Scheidet der gewerberechtliche Geschäftsführer aus, ist der Gewerbeinhaber gemäß § 39 Abs 4 GewO 1994 verpflichtet, die Bestellung und das Ausscheiden des gewerberechtlichen Geschäftsführers der Bezirksverwaltungsbehörde anzuzeigen. Diese Anzeige ist gemäß § 345 Abs 2 leg. cit. bei der Bezirksverwaltungsbehörde des Standortes zu erstatten, die entsprechenden Belege sind gemäß § 345 Abs 7 leg. cit. der Anzeige anzuschließen; die jeweils zuständige Bezirksverwaltungsbehörde hat sodann gemäß § 345 Abs 8 Z 5 leg. cit. die Anzeige über das Ausscheiden eines Geschäftsführers in den Verwaltungsakten entsprechend zu vermerken, wenn nicht die Erlassung eines Bescheides oder die Ausfertigung einer Bescheinigung beantragt worden ist.

Gemäß § 370 Abs 2 GewO 1994 sind Geldstrafen gegen den gewerberechtlichen Geschäftsführer zu verhängen, wenn die Bestellung eines solchen angezeigt oder genehmigt worden ist.
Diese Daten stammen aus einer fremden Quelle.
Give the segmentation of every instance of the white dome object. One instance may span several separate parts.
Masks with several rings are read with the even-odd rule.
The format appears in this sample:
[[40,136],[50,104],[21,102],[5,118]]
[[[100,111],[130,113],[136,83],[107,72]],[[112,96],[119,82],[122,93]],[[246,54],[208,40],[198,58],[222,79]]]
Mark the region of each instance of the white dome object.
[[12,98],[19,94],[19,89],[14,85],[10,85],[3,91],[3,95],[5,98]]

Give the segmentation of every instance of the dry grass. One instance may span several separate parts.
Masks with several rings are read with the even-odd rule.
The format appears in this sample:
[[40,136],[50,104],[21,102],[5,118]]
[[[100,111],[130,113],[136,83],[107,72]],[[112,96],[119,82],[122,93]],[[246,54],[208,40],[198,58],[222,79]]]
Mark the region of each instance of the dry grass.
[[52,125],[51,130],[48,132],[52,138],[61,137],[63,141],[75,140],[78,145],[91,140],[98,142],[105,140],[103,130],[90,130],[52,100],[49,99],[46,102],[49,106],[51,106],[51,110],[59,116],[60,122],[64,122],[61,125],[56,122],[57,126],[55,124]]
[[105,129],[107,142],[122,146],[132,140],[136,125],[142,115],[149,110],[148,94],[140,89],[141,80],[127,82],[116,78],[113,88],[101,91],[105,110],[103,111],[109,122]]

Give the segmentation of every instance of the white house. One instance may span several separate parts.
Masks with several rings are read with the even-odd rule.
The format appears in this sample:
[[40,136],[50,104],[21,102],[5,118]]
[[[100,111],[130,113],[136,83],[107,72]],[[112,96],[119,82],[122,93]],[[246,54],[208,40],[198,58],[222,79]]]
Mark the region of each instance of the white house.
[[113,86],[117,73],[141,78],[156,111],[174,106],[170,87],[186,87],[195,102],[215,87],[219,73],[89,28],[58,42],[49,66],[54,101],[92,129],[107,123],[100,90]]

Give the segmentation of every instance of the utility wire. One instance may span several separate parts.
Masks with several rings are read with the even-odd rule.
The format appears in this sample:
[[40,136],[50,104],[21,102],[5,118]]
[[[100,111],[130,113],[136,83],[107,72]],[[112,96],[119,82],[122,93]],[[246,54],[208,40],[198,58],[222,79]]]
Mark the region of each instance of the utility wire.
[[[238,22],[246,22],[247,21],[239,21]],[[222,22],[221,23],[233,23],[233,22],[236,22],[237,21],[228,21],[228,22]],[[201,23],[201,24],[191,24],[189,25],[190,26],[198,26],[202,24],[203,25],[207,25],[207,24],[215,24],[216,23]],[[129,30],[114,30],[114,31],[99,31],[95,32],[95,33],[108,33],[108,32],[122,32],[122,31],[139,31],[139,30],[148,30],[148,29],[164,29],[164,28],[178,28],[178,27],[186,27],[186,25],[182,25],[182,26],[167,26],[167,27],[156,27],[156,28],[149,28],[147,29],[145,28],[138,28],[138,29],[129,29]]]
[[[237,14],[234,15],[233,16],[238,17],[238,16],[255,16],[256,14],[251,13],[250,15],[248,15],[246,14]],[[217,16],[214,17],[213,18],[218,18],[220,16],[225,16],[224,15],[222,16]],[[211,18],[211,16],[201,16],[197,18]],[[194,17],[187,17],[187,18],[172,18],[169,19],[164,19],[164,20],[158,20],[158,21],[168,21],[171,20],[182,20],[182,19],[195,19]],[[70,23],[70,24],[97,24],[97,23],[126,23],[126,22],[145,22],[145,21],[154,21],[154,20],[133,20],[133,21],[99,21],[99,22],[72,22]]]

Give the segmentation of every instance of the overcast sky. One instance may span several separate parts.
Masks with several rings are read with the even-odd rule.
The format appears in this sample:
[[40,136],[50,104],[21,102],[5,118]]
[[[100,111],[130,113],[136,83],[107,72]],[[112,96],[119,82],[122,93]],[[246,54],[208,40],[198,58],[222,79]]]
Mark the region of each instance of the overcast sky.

Die strafrechtliche Verantwortung des gewerberechtlichen Geschäftsführers endet jedoch nicht erst mit der Anzeige des Gewerbeinhabers über dessen Ausscheiden, wozu dieser verpflichtet ist, sondern bereits mit dem Ausscheiden des gewerberechtlichen Geschäftsführers aus dieser Funktion (VwGH 14.10.1983, 83/04/0069). Dies auch deshalb, da jemand nur für das verwaltungsstrafrechtlich verantwortlich sein kann, was er wirksam zu beeinflussen in der Lage ist; eine Verantwortlichkeit darüber hinaus wäre wohl unsachlich und damit gleichheitswidrig (vgl. VfSlg. 10081/1984).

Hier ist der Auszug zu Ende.